I'm trying to parallelize this chunk of code using Tensorflow -
import numpy as np
import tensorflow as tf
import time
#Importing a generic dataset from Keras
(x_train, y_train), (x_test, y_test) = tf.keras.datasets.mnist.load_data(
path='mnist.npz'
)
#I would like to compare a reference image to a bunch of images
#This is my reference image
x_reference = np.expand_dims(x_train[0],axis = 2)
start = time.time()
for index, image in enumerate(x_train):
# The tf.image.ssim is a similarity metric
tf.image.ssim(np.expand_dims(x_train[index],axis = 2), x_reference, 255)
print("Total Time=", time.time() - start)

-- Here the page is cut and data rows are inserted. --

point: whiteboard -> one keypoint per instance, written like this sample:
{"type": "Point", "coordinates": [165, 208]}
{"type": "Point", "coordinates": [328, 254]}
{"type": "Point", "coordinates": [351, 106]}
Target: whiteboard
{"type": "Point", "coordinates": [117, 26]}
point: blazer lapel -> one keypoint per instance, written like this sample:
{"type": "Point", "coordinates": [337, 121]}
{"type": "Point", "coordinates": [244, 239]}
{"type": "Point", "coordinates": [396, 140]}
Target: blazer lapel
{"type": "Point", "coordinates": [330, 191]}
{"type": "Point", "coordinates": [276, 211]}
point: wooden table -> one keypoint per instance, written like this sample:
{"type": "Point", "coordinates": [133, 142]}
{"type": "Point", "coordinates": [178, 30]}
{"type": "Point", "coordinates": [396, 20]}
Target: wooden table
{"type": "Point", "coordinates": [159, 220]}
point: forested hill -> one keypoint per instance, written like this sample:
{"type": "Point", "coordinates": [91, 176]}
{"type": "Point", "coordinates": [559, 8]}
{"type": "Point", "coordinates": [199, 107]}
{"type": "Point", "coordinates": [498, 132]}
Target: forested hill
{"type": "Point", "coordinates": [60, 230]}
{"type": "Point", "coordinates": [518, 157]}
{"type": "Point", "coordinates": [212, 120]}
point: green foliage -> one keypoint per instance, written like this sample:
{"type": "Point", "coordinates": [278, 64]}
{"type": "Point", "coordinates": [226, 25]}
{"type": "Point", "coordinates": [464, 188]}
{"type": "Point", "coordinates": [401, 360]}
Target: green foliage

I've decided to use tf.while_loop for parallelization -
import numpy as np
import tensorflow as tf
#Importing a generic dataset from Keras
(x_train, y_train), (x_test, y_test) = tf.keras.datasets.mnist.load_data(
path='mnist.npz'
)
#This is my reference image
x_reference = np.expand_dims(x_train[0],axis = 2)
t1 = tf.constant(x_train)
t2 = tf.constant(x_reference)
iters = tf.constant(60000)
def cond(t1, t2, i, iters):
return tf.less(i, iters)
def body(t1, t2, i, iters):
return [tf.image.ssim(np.expand_dims(t1[i],axis = 2), t2, 255), t2, tf.add(i,1), iters]
res = tf.while_loop(cond, body, [t1, t2, 0 , iters], parallel_iterations=60000)
However, I am running into errors. I'm quite new with tensorflow and therefore I understand that this code is going to be broken at a range of points. All forms of guidance (even through comments) are highly appreciated!